Oleh: Gus Ahmad Zaenuddin Abbas
Eksistensi kaum berpenyakit menyimpang (LGBT) sudah terjadi pada zaman Nabi Luth AS. Kaum ini pun kembali ada pada masa Rasulullah SAW.
Dengan alasan bahwa kaum LGBT pernah ada di masa Nabi Muhammad SAW, kemudian kubu Pro LGBT meminta agar negara melindungi hak mereka.
Hak seperti apa yang akan diberikan kepada pelaku penyimpangan ini? Hak mengekspresikan dirikah? Atau hak untuk mendapatkan surat nikah?
Sebelum membicarakan Hak, mari kita bicarakan dasar eksistensi pada masa Rasulullah SAW yang mereka gunakan sebagai dasar perlindungan Hak LGBT.

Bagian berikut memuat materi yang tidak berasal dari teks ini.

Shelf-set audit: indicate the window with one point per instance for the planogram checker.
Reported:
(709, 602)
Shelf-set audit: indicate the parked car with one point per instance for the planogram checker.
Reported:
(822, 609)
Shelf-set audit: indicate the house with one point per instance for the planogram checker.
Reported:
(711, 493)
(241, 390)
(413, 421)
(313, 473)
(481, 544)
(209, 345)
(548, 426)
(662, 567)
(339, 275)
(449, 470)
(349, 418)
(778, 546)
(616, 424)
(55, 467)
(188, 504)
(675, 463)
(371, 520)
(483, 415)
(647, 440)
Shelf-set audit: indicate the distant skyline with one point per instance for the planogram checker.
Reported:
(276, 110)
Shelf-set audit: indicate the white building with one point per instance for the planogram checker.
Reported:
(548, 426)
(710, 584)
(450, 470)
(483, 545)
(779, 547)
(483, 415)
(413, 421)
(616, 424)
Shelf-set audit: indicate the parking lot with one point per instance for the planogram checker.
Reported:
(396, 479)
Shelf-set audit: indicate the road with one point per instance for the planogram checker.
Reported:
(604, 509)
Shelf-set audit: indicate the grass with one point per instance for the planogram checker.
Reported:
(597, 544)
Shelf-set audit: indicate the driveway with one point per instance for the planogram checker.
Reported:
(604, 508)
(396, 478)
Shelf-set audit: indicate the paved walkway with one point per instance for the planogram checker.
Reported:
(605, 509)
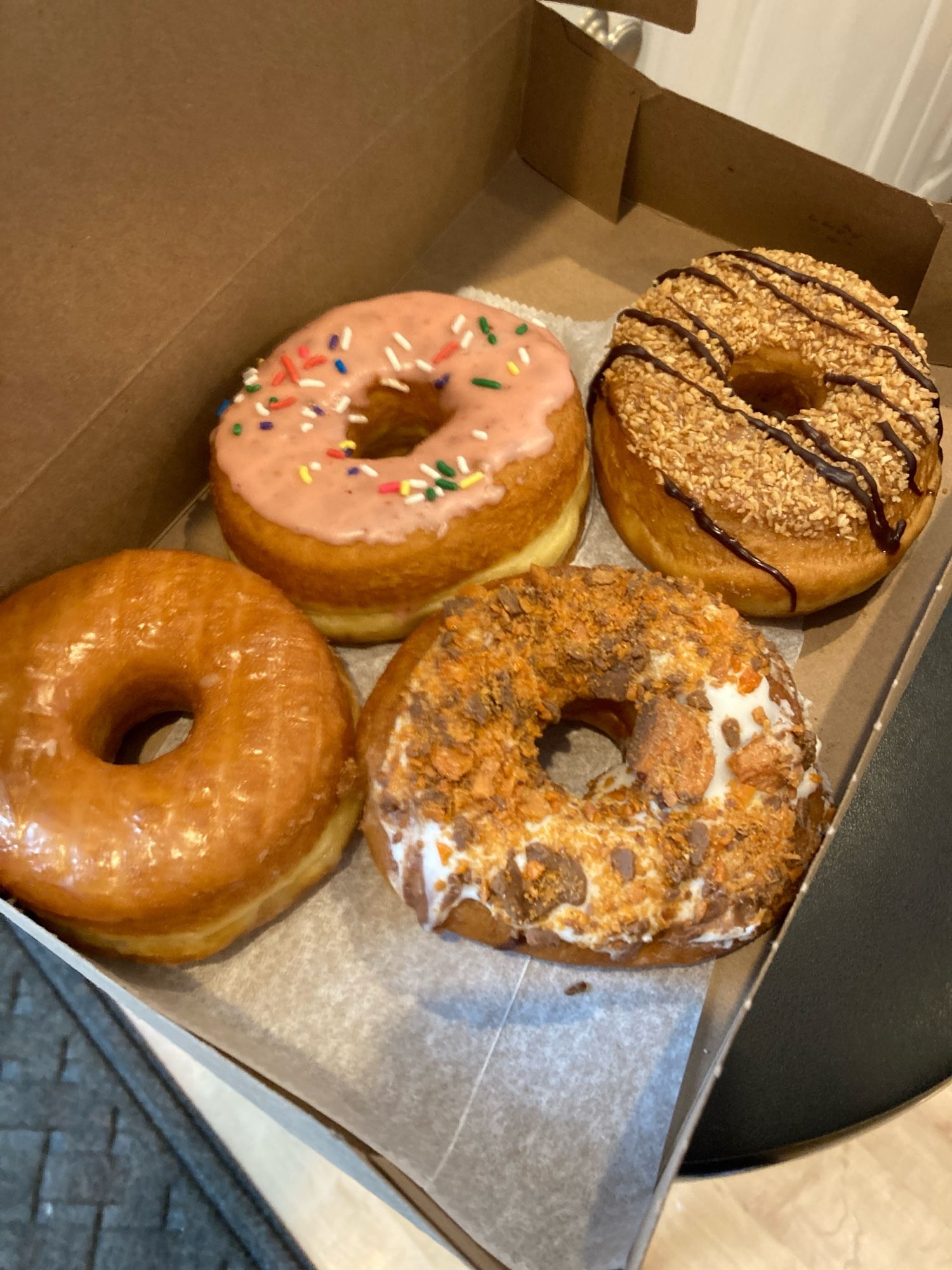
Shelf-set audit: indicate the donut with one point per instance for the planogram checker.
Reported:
(395, 450)
(766, 425)
(168, 860)
(692, 845)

Bisa saja kita jawab singkat, bahwa "Bahkan kaum menyimpang itu telah ada sebelum Nabi SAW, dan bahkan tercantum dalam Al-Qur'an, merekalah sebagian kaum Nabi Luth AS yang diazab oleh Allah SWT dengan azab yang sangat dahsyat".

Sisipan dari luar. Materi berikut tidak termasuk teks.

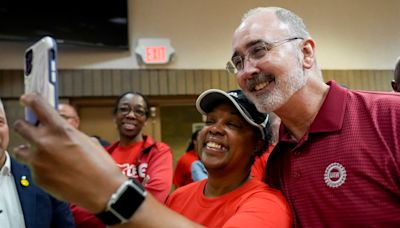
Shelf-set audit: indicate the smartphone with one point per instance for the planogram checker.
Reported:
(40, 73)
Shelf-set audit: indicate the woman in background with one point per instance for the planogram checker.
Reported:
(137, 155)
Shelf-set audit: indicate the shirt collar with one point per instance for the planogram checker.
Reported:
(330, 116)
(6, 169)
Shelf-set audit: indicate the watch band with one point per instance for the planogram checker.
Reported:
(123, 203)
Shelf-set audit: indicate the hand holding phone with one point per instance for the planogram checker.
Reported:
(40, 73)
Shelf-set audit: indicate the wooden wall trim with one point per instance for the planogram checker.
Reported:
(110, 83)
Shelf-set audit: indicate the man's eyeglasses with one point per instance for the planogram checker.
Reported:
(125, 110)
(255, 52)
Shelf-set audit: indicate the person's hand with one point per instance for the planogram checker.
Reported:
(65, 162)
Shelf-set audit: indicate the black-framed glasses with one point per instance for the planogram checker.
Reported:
(125, 110)
(257, 51)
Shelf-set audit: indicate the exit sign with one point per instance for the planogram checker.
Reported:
(155, 54)
(154, 51)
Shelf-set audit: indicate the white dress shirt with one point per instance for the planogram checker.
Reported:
(11, 215)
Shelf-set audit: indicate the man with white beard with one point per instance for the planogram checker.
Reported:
(338, 157)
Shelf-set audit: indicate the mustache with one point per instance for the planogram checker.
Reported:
(259, 78)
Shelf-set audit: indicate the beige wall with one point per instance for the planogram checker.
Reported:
(358, 34)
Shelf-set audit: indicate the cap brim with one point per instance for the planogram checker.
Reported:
(210, 98)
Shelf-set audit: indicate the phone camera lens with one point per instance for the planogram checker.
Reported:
(28, 62)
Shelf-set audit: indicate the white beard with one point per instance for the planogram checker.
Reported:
(285, 87)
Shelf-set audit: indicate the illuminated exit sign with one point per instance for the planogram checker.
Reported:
(154, 50)
(155, 54)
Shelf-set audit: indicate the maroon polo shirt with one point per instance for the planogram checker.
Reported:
(344, 172)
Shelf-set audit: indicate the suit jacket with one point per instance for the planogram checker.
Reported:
(40, 209)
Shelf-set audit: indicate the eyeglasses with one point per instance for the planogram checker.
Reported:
(255, 52)
(125, 110)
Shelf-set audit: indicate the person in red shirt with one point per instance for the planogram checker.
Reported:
(137, 155)
(183, 169)
(233, 135)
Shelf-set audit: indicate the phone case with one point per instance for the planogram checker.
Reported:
(40, 73)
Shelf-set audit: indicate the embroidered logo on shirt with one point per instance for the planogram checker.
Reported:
(335, 175)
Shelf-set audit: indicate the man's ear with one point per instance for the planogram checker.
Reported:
(308, 50)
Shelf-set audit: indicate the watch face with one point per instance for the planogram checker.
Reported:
(129, 200)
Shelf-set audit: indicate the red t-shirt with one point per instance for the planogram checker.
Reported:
(149, 162)
(345, 171)
(259, 165)
(183, 170)
(253, 204)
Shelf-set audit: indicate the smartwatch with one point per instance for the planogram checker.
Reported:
(123, 203)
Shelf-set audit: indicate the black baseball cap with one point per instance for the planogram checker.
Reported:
(213, 97)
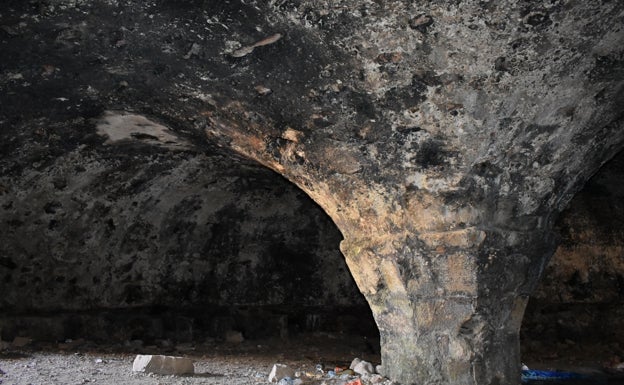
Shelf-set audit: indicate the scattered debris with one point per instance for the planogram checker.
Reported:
(362, 374)
(547, 375)
(234, 337)
(20, 342)
(167, 365)
(248, 49)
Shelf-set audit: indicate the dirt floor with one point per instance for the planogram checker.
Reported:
(248, 362)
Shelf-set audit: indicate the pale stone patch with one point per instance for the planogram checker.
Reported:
(122, 126)
(166, 365)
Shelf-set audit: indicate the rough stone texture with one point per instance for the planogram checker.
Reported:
(186, 231)
(442, 138)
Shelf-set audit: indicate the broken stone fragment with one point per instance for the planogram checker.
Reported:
(280, 371)
(363, 367)
(166, 365)
(19, 342)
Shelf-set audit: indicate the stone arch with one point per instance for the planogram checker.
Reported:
(441, 139)
(153, 235)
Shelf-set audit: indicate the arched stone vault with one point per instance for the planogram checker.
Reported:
(442, 138)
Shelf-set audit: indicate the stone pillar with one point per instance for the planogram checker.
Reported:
(449, 304)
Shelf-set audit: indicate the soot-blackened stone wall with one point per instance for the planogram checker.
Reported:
(181, 242)
(579, 300)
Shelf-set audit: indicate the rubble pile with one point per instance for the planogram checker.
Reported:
(360, 372)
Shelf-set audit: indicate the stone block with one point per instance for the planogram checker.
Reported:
(166, 365)
(280, 371)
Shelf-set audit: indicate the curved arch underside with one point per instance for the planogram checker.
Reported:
(441, 138)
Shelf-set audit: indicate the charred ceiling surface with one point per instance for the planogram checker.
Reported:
(442, 138)
(139, 233)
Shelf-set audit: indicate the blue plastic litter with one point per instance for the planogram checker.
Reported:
(546, 375)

Memang, perilaku menyimpang banci LGB(-T) ada di masa Rasulullah ﷺ, tapi mereka diasingkan agar keburukan mereka tidak menular, dan agar mereka bertaubat kemudian menyembuhkan diri, bukan dibiarkan berinteraksi mengekspresikan diri, apalagi diternak.
Bahkan kemunculan LGBT pada masa Nabi Muhammad SAW yang terekam sejarah pada masa itu, belum sampai pada tahap hubungan sejenis, mereka adalah kalangan laki-laki yang menyerupai wanita dari sisi penampilannya saja. Lalu apa yang dikatakan Rasulullah pada saat itu?

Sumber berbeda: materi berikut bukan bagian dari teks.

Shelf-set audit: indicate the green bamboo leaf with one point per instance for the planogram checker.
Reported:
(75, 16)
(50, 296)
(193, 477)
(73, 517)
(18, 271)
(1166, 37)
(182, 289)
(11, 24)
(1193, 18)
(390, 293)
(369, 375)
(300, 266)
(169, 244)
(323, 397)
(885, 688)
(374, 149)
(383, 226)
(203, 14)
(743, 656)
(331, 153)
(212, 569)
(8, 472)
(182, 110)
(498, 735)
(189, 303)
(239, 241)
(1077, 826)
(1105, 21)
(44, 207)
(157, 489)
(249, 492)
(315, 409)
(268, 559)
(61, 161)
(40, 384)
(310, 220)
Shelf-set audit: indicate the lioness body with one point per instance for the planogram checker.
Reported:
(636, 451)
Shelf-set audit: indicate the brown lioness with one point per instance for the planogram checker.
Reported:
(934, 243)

وقد أتي له عليه السلام بمخنث خضب يديه ورجليه بالحناء فقال مابال هذا فقالوا يتشبه بالنساء . فأمر به فنفي إلى البقيع
"Pernah dibawakan/didatangkan kepada Beliau SAW seorang pria banci yang mengecat tangan dan kakinya dengan pacar, dan Beliau SAW berkata, "Ada apa dengan ini?"
Mereka menjawab bahwa ia (pria banci) ini meniru penampilan wanita. Lantas Beliau SAW memerintahkan agar pria banci itu diasingkan ke al-Baqi (dikeluarkan dari wilayah madinah)".
Catatan: Saat itu wilayah Baqi' masih di luar wilayah kota Madinah.
لَعَنَ النبيُّ صَلَّى اللهُ عليه وسلَّمَ المُخَنَّثِينَ مِنَ الرِّجَالِ، والمُتَرَجِّلَاتِ مِنَ النِّسَاءِ، وقَالَ: أخْرِجُوهُمْ مِن بُيُوتِكُمْ
"Nabi SAW melaknati para banci dari kalangan laki-laki, dan tomboy dari kalangan wanita, beliau SAW bersabda: Keluarkan mereka dari rumah kalian"
Catatan: Perintah mengeluarkan dari rumah dan pengasingan dalam Hadits di atas, berlaku bagi para banci dan tomboy, akan lain halnya bagi mereka yang diketahui dan terbukti melakukan hubungan sejenis, maka hukum pelaku hubungan sejenis bukan hanya diasingkan, namun juga dijilid (cambuk), sebagai mana pezina, bahkan dirajam dengan tata cara dilempari batu dan ditimpahi bangunan bagi mereka yang telah menikah hingga mati.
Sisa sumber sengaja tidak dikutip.